抽样大小和失踪对计算缺失数据的影响 (The Effect of Sample Size and Missingness on Inference with Missing Data)

When are inferences (whether Direct-Likelihood, Bayesian, or Frequentist) obtained from partial data valid? This paper answers this question by offering a new asymptotic theory about inference with missing data that is more general than existing theories. It proves that as the sample size increases and the extent of missingness decreases, the average-loglikelihood function generated by partial data and that ignores the missingness mechanism will converge in probability to that which would have been generated by complete data; and if the data are Missing at Random, this convergence depends only on sample size. Thus, inferences from partial data, such as posterior modes, confidence intervals, likelihood ratios, test statistics, and indeed, all quantities or features derived from the partial-data loglikelihood function, will be consistently estimated. Additionally, the missing data mechanism has asymptotically no effect on parameter estimation and hypothesis testing if the data are Missing at Random. This adds to previous research which has only proved the consistency and asymptotic normality of the posterior mode. Practical implications are discussed, and the theory is illustrated through simulation using a previous study of International Human Rights Law.

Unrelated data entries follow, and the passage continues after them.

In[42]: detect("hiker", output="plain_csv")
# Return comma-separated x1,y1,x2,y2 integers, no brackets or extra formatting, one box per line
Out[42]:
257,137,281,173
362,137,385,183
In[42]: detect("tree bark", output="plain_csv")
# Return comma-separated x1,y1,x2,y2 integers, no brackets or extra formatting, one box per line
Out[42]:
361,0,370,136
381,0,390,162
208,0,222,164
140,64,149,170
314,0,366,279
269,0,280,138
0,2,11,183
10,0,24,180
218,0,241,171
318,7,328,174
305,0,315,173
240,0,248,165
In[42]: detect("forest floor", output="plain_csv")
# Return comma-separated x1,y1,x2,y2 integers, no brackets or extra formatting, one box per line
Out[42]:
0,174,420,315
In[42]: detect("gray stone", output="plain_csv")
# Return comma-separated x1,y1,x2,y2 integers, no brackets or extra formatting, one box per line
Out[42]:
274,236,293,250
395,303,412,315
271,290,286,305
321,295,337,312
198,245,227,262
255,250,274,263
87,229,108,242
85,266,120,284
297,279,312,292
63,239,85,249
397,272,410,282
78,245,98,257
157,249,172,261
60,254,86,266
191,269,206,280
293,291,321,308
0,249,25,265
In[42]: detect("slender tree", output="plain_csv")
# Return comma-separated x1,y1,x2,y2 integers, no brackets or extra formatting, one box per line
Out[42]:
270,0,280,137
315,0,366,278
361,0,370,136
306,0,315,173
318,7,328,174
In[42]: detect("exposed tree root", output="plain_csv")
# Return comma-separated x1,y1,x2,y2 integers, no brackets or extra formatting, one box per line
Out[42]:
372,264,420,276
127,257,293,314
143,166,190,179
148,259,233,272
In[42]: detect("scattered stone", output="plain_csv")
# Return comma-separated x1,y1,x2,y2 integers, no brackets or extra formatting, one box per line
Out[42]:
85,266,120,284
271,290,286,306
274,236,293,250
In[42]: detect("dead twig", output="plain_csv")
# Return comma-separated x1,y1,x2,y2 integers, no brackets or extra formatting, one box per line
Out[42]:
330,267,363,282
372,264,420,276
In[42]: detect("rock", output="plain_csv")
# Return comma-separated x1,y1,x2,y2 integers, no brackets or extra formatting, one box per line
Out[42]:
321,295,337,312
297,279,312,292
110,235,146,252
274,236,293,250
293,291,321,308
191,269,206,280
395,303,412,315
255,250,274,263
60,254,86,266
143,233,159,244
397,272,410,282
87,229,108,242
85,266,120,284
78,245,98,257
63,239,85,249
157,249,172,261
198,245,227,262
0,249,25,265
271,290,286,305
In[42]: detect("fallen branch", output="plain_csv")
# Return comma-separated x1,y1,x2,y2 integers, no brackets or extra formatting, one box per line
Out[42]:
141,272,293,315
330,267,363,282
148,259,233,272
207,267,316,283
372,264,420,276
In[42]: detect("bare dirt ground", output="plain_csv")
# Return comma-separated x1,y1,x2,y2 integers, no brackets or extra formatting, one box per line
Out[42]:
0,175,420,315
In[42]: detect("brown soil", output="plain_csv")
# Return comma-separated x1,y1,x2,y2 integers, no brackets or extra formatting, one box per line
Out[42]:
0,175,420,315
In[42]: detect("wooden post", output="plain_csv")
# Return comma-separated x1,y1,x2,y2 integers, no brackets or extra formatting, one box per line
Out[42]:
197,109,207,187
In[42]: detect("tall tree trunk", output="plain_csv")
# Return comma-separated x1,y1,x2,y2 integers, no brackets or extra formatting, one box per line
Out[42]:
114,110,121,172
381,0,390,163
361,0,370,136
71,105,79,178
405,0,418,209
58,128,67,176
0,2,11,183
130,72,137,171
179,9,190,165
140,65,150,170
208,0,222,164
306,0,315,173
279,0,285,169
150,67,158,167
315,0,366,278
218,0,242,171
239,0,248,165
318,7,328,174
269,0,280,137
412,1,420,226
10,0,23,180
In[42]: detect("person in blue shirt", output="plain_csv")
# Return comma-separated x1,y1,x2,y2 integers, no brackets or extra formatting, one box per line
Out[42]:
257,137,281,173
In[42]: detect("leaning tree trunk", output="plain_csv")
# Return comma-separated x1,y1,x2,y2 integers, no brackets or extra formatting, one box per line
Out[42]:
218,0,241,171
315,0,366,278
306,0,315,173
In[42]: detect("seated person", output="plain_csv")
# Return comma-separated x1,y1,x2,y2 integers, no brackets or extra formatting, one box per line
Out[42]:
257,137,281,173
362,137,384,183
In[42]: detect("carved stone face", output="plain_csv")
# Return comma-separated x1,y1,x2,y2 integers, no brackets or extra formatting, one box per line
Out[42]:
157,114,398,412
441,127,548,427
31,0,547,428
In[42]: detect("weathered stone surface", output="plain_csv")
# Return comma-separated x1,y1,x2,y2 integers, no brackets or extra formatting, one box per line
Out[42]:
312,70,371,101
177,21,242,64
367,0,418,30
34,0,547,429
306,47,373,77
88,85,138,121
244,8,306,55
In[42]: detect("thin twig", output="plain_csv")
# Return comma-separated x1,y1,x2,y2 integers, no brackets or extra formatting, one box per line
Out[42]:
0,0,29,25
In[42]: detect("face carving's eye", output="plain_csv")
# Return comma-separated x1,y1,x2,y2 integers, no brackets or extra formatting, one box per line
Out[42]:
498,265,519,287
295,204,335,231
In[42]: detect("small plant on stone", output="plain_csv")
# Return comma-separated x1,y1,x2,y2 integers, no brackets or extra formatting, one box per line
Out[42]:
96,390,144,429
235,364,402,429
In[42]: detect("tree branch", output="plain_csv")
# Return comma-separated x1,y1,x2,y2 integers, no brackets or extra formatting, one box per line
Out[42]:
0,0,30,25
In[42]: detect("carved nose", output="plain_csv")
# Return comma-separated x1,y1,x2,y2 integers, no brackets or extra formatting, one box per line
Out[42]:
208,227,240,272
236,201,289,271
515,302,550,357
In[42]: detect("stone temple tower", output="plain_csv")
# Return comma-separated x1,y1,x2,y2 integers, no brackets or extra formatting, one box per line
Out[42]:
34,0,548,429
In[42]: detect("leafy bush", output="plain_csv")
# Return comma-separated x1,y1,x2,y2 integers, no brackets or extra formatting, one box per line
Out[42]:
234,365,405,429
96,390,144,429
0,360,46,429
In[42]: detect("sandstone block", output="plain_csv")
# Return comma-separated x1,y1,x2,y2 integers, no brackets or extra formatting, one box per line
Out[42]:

翻译：当从部分数据中获得推论(直接获益、巴耶斯或常识)时,何时从部分数据中得出推论(直接获益、巴耶斯或常识)是有效的?本文回答这一问题时,提供了一种新的关于对比现有理论更一般的缺失数据的推论的无症状理论。它证明,随着抽样规模的增加和缺失程度的缩小,部分数据产生的平均相似功能将逐渐减少,而忽略缺失机制则会在概率上汇合到完全数据产生的概率;如果数据在随机时丢失,这种趋同则仅取决于抽样大小。因此,从部分数据(例如后方模式、信任期、概率比率、测试统计数字)中得出的推论,以及从部分数据对正象功能产生的所有数量或特征都将得到一致的估计。此外,缺失的数据机制在参数估计和假设测试方面,如果数据是在随机失踪,则无任何作用。这补充了以前的研究,这些研究仅证明后方模式的一致性和无症状正常性。讨论了实际影响,并通过模拟利用以前的国际法研究来说明理论。